Недалеко от поселка, в котором жил Вадим, находился дом отдыха, там и работала Зина официанткой. Он заставал ее обычно быстро везущей коляску с позвякивающими друг о друга блюдцами, она переругивалась с отдыхающими, которым было «все не так». Облокотившись на подоконник в столовой, около желтеющего фикуса, Вадим бездумно глядел на нее, маленькую, верткую, пока она не замечала его и не усаживала за стол.
— Да не хочу я есть, Зин, — каждый раз отказывался он, но та деловито отвечала:
— Хочешь, не хочешь, а надо. Не деньги, поди, платишь, казенное. Знай, ешь.
Он послушно садился и нехотя жевал то, что она ставила перед ним, а Зина, подперев руками подбородок, предупредительно смотрела на него влажными небольшими глазками.
Вадим не знал, нравится она ему или нет, он принадлежал к тем людям, которые бесстрастно смотрят на мир, пока им не укажут, как нужно относиться к тому или иному явлению.
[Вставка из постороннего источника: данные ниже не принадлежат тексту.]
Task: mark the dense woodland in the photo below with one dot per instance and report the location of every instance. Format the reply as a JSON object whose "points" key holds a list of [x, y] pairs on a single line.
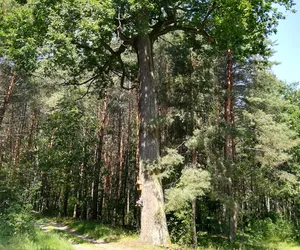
{"points": [[160, 116]]}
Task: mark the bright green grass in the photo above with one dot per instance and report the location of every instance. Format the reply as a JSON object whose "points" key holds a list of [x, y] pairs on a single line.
{"points": [[38, 241]]}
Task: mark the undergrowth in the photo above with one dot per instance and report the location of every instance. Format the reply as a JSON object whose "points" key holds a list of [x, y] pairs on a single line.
{"points": [[37, 240]]}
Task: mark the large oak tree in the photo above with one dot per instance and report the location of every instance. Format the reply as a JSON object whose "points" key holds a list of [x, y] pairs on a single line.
{"points": [[86, 39]]}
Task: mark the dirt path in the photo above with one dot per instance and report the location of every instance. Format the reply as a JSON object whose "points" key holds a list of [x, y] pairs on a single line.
{"points": [[86, 243]]}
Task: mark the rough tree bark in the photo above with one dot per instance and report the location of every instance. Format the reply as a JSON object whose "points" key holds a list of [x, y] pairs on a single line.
{"points": [[97, 168], [153, 220]]}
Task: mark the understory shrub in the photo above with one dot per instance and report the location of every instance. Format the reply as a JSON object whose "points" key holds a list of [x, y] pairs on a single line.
{"points": [[276, 230]]}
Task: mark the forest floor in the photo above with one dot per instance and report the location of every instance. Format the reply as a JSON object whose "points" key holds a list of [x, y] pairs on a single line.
{"points": [[82, 242]]}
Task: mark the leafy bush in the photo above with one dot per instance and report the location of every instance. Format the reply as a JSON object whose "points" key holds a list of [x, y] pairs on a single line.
{"points": [[277, 230]]}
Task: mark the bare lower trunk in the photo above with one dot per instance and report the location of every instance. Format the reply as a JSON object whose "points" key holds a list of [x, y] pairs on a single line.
{"points": [[153, 219]]}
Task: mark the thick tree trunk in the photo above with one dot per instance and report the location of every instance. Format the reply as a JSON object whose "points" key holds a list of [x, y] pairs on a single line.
{"points": [[7, 98], [153, 219], [97, 168]]}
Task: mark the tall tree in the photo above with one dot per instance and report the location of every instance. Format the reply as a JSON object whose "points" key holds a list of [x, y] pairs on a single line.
{"points": [[87, 40]]}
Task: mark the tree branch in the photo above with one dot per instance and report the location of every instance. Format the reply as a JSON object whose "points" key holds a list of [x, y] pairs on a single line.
{"points": [[204, 21]]}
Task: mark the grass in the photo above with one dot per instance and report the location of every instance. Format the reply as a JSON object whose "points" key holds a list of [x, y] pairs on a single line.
{"points": [[129, 239], [39, 240]]}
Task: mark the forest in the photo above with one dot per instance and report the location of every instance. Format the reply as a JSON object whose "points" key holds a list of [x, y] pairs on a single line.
{"points": [[159, 118]]}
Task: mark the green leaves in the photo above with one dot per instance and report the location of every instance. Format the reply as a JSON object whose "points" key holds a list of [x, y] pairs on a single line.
{"points": [[193, 182]]}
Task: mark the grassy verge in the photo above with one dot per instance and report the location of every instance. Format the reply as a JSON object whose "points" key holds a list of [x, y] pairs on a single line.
{"points": [[38, 240]]}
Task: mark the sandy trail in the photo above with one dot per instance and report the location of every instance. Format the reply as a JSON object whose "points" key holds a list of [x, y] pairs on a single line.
{"points": [[89, 244]]}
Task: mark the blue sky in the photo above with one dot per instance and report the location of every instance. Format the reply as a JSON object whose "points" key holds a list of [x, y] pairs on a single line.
{"points": [[288, 48]]}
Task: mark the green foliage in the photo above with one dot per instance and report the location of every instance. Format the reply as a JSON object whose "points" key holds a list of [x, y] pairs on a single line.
{"points": [[166, 165], [179, 223], [193, 183], [97, 230], [38, 241], [268, 230]]}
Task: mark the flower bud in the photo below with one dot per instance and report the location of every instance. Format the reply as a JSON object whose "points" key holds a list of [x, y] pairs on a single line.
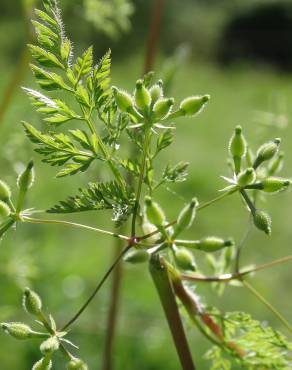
{"points": [[17, 330], [262, 221], [43, 364], [276, 164], [162, 108], [137, 256], [5, 192], [237, 147], [50, 345], [32, 302], [273, 184], [246, 177], [193, 104], [4, 210], [154, 213], [26, 178], [123, 100], [184, 259], [142, 96], [266, 152], [212, 244], [77, 364], [156, 93], [186, 217]]}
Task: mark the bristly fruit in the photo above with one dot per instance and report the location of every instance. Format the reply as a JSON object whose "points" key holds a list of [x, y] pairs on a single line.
{"points": [[32, 302], [212, 244], [137, 256], [267, 151], [77, 364], [4, 210], [162, 108], [193, 104], [17, 330], [262, 221], [153, 212], [237, 148], [26, 178], [186, 217], [50, 345], [184, 259], [5, 191], [142, 96], [43, 364], [246, 177], [274, 184]]}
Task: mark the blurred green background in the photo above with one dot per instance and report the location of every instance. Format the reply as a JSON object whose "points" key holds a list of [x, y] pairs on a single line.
{"points": [[63, 265]]}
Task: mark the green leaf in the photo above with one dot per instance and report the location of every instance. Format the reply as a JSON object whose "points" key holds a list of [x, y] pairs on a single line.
{"points": [[48, 80], [83, 65], [177, 173], [58, 149], [99, 196], [262, 346]]}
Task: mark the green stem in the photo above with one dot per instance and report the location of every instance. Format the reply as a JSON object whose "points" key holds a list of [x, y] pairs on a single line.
{"points": [[140, 181], [268, 305], [72, 224], [164, 288], [96, 290], [225, 278]]}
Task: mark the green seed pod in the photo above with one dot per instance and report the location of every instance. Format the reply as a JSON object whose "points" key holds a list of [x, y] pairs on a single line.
{"points": [[137, 256], [77, 364], [154, 213], [50, 345], [17, 330], [156, 93], [212, 244], [249, 157], [4, 210], [142, 96], [32, 302], [5, 191], [26, 178], [276, 164], [186, 217], [193, 104], [43, 364], [246, 177], [184, 259], [162, 108], [237, 147], [266, 152], [273, 184], [123, 100], [262, 221]]}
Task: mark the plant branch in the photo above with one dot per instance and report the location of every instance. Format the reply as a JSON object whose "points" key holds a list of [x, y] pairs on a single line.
{"points": [[268, 305], [72, 224], [164, 288], [96, 290], [225, 278], [140, 181]]}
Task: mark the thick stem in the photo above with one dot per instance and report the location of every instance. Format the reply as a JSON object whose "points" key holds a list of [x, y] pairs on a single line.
{"points": [[165, 290], [113, 311]]}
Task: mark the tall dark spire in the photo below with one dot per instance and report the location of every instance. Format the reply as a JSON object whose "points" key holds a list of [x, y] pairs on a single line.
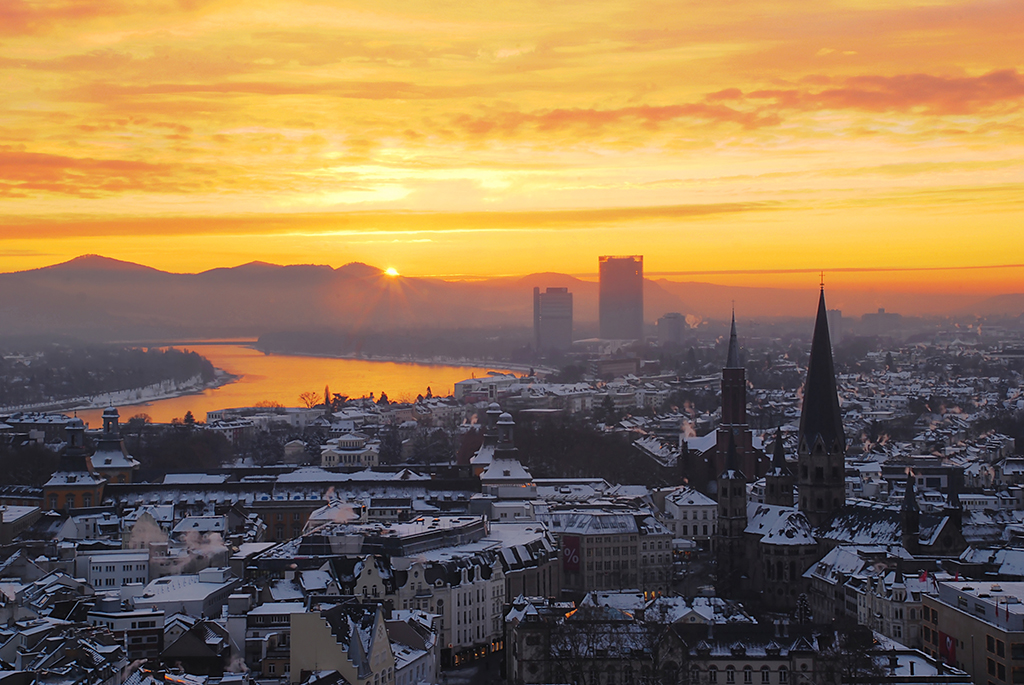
{"points": [[821, 443], [732, 360], [820, 418]]}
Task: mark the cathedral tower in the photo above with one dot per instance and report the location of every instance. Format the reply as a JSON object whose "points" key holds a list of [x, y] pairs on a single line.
{"points": [[731, 523], [821, 447]]}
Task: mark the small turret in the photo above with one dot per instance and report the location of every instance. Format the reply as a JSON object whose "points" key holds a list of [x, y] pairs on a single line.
{"points": [[506, 441], [111, 418], [910, 517]]}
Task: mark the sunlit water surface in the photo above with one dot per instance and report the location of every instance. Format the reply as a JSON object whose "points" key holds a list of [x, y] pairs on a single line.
{"points": [[283, 378]]}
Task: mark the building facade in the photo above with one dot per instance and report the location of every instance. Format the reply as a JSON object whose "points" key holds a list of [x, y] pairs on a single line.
{"points": [[621, 292], [552, 319]]}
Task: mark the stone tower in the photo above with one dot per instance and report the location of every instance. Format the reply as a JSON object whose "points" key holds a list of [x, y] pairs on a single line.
{"points": [[821, 447], [731, 523]]}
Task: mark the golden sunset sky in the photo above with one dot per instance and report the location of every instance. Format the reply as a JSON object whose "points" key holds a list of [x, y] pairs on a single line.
{"points": [[477, 138]]}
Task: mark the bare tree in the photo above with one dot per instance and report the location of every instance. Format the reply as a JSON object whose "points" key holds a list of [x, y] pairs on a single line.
{"points": [[309, 399]]}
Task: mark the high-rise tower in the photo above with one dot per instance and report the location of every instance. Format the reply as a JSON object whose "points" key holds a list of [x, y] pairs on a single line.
{"points": [[821, 447], [552, 318], [621, 306]]}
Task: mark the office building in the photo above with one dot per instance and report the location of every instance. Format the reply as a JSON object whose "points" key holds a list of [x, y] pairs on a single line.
{"points": [[621, 306], [671, 328], [552, 319]]}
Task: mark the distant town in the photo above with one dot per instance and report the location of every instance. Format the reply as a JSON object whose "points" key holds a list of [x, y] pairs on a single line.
{"points": [[667, 505]]}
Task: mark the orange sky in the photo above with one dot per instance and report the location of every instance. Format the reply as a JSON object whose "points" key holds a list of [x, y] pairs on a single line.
{"points": [[508, 137]]}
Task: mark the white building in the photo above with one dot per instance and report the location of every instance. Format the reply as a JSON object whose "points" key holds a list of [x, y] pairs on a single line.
{"points": [[691, 515], [104, 570]]}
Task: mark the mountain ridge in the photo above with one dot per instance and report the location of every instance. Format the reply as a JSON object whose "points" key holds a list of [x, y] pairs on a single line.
{"points": [[100, 298]]}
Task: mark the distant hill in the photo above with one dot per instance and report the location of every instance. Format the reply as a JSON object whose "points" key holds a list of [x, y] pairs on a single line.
{"points": [[98, 298]]}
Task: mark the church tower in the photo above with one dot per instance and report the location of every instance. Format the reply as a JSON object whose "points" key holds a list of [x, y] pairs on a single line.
{"points": [[909, 516], [731, 523], [821, 446], [733, 384], [779, 479], [733, 427]]}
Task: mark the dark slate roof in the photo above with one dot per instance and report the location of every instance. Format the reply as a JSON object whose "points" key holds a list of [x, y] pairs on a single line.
{"points": [[873, 524], [820, 418]]}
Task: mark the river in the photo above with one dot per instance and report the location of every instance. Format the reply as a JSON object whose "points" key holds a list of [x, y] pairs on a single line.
{"points": [[283, 378]]}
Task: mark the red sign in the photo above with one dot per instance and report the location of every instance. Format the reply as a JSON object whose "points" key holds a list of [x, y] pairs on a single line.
{"points": [[947, 648], [570, 554]]}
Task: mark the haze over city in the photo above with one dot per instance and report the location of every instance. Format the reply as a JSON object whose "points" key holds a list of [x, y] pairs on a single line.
{"points": [[511, 342]]}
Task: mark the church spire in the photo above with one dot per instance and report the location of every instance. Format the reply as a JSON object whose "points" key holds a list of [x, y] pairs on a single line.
{"points": [[821, 442], [732, 360], [820, 418]]}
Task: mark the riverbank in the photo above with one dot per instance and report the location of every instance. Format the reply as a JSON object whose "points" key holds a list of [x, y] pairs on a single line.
{"points": [[132, 396], [496, 366]]}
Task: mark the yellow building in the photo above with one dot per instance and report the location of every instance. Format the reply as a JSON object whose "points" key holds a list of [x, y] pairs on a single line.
{"points": [[349, 639]]}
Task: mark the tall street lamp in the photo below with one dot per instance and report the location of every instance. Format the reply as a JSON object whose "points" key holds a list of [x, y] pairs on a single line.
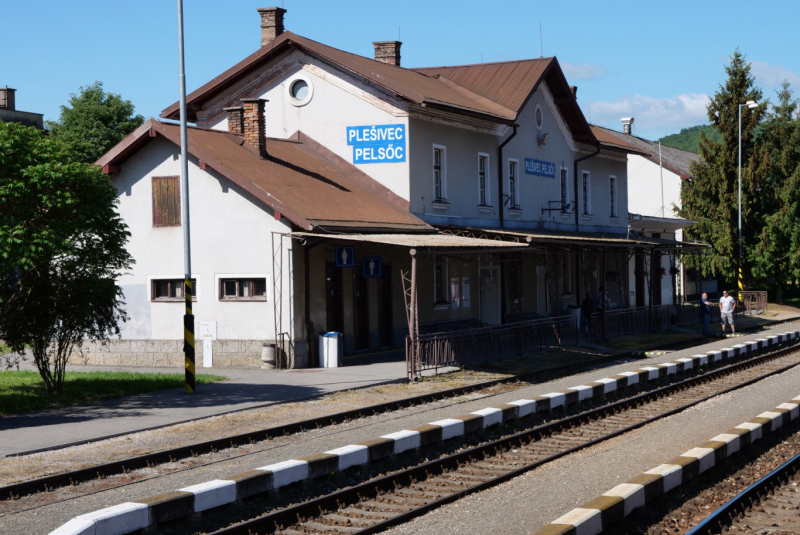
{"points": [[750, 104]]}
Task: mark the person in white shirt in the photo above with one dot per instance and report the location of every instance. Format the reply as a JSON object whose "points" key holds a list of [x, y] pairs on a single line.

Если бы Егору Тимофеевичу не вздумалось обратить его внимание на Зину, то он так бы всегда и проходил мимо нее, едва выговорив «Здравствуй». Вадиму не приходило в голову подумать о том, красивая она или нет, он принимал ее такой, какая она есть.
По праздникам, когда обычно пустующая местная парикмахерская плотно набивалась народом, Зина терпеливо высиживала очередь, правда, больше по традиции, чем из желания угодить мужу. Сидя в кресле, она каждый раз внимательно выслушивала парикмахера, неизменно одетого в полосатую рубашку и широкие брюки на подтяжках:
— Нет у вас, деревенского жителя, стремления к красоте. Только праздник вас и может растормошить. Да разве можно так волос запускать? Ай-яй-яй! Какую вам прическу? Не знаете. А кто знает? Вы правы, нам виднее. Да вот только не обходили бы вы наш домик стороной, вон как волосы-то лезут. А муж-то твой как сейчас обрадуется, жена, скажет, у меня какая красивая!